As I state in the introduction to this essay:
Dividend Capture is an investment strategy that is based on the idea that market inefficiencies and differential taxation of capital gains and dividends can be exploited to produce excess returns by owning a security for a short period of time that includes the ex-Dividend date. One recommended strategy is to “Buy the stock the day before it goes X, capture the dividend, and sell it the next day. This is the most common Dividend Capture strategy, and the subject of the most academic research (Campbell and Beranck 1955, Durand and May 1960, etc). While the market is rising, this is the simplest, most efficient and least volatile way to capture dividends.”
I discuss various examples of Dividend Capture and examine the usefulness of the concept in the Canadian preferred share market.

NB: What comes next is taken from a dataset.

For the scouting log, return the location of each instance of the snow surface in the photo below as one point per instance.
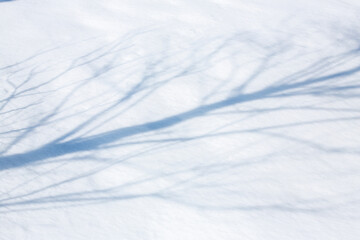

This essay also continues the mathematical work embodied in the June 2010 Prefletter essay “Closed Form Yield Calculation”, using the Exponential Approximation as a simplifying tool.
Look for the research link!
Update 2023-3-28: I hadn’t been aware of the following wrinkle, brought to my attention by the 2023 Federal Budget : Tax Measures : Supplementary Information:
The Income Tax Act permits corporations to claim a deduction in respect of dividends received on shares of other corporations resident in Canada. These dividends are effectively excluded from income. The dividend received deduction is intended to limit the imposition of multiple levels of corporate taxation.
The mark-to-market rules in the Income Tax Act recognize the unique nature of certain property (“mark-to-market property”) held by financial institutions in the ordinary course of their business. Under these rules, gains on the disposition of mark-to-market property are included in ordinary income, not capital gains, and unrealized gains are included in computing income annually (in addition to when the property is disposed of). Shares are generally mark-to-market property when a financial institution has less than ten per cent of the votes or value of the corporation that issued the shares (“portfolio shares”).
The policy behind the dividend received deduction conflicts with the policy behind the mark-to-market rules. Although the mark-to-market rules essentially classify gains on portfolio shares as business income, dividends received on those shares remain eligible for the dividend received deduction and are excluded from income. The tax treatment of dividends received by financial institutions on portfolio shares held in the ordinary course of their business is inconsistent with the tax treatment of gains on those shares under the mark-to-market rules.
To align the treatment of dividends and gains on portfolio shares under the mark-to-market rules, Budget 2023 proposes to deny the dividend received deduction in respect of dividends received by financial institutions on shares that are mark-to-market property.
This measure would apply to dividends received after 2023.
It seems that Dividend Capture has been very profitable for trading desks! The revenue impact of this change is estimated at about $800-million per year.